And it’s still being reviewed.
Here’s an excerpt:
If you’re one of those who like to imagine elegant solutions to the world’s ills, especially when they transcend or obliterate old dichotomies, you’ll love William McDonough and Michael Braungart’s “Cradle to Cradle: Remaking the Way We Make Things” (North Point Press, 2002).
Architect McDonough and chemist Braungart envision a world where we’ve eliminated the concept of waste, where garbage becomes “food” and sewage becomes drinking water, where we use technological materials over and over, endlessly, and regulatory agencies are fading memories — a world that celebrates abundant diversity, with nothing lost.
We live in a closed system, consisting of mass (the Earth) and energy (the sun). Nothing enters or exits this system except heat and the occasional meteorite. So you can’t throw anything away because there is no away. On Earth we’re all downstream.
Currently in the U.S. more than 90 percent of extracted materials used to make durable goods become waste almost immediately. A study of household contaminants showed concentrations of cancer-causing chemicals greater than in a Superfund site. One product the authors tested had “138 known or suspected hazardous ingredients.”
These contribute to “intergenerational remote tyranny” — visiting the sins of the fathers on the heads of the children. But what if children’s health and prosperity, now and in the future, were the standard for all our activities?
Current solutions are often negative. Imagine telling your dinner guests, “The food you’re about to eat contains no arsenic.” Industry and the environment are cast as irreconcilable antagonists. “Eco-efficiency” — adding value to a good or service using fewer resources and creating less pollution — may result in a slow death for nature, since even tiny amounts of pollution can be devastating over time.
Too often environmentalists tell us what not to do — minimize, avoid, reduce, sacrifice. The authors want positive solutions. We have regulations, but “ultimately a regulation is a signal of a design failure.” Industry could be so safe, effective, enriching and intelligent that we need not fence it off from other human activities.
Let’s have disassembly, as well as assembly plants. Let’s design products with composting and reincarnation in mind, so they’re positives for both biological and technical metabolisms.

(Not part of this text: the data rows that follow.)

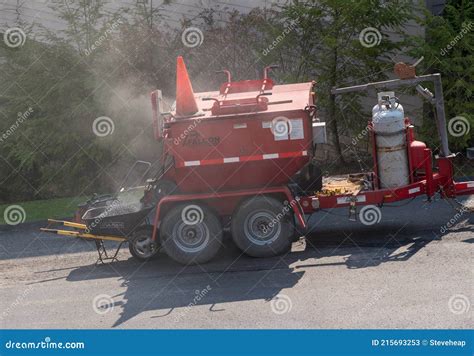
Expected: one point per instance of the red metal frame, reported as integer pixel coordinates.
(228, 196)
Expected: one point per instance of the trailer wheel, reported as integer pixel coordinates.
(191, 234)
(263, 227)
(140, 244)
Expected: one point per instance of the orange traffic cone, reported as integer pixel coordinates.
(185, 101)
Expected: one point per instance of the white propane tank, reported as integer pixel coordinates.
(388, 122)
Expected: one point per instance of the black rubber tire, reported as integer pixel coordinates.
(191, 233)
(276, 221)
(138, 249)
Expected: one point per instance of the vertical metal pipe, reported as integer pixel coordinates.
(441, 116)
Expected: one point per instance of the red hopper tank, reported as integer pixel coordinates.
(249, 134)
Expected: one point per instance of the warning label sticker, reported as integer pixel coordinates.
(297, 129)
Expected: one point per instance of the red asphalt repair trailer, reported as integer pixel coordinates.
(243, 157)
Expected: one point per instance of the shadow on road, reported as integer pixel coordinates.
(163, 286)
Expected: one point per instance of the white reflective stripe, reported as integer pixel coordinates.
(240, 126)
(192, 163)
(231, 159)
(414, 190)
(270, 156)
(346, 200)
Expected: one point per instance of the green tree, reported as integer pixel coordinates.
(331, 49)
(449, 49)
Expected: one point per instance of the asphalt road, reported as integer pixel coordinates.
(405, 272)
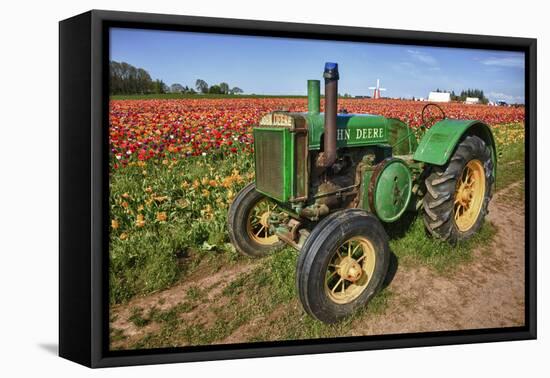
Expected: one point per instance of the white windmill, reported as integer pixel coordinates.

The world evolved by creating diverse and abundant ways to capture the sun’s energy — an energy thousands of times greater than our needs. So let’s try to see every being, including industries, connected to and contributing to the whole in positive ways, beginning with a connection to local material and energy flows, customs, needs and tastes.
To guide us, the authors present a triangular “fractual” — a figure whose parts are identical versions of each other — with ecology (sustainability), equity (human fairness) and economics (profit) at the apices — and invite us to consider all three equally at the outset of any project.
Does this sound utopian? Their examples don’t — buildings cooled and heated with pressure, that invite exchanges with nature, ancient wind towers that air condition without power input, small efficient windmills, less damaging to wildlife, dish soap shipped as pellets (liquid is available locally). They describe edible fabrics, “nutrivehicles” that store water and CO2, with tires that capture harmful particles. Or how about $35 million saved by Ford in stormwater treatment using grass-covered roofs, wetlands and swales, or packaging designed to last the product’s lifetime, but no longer?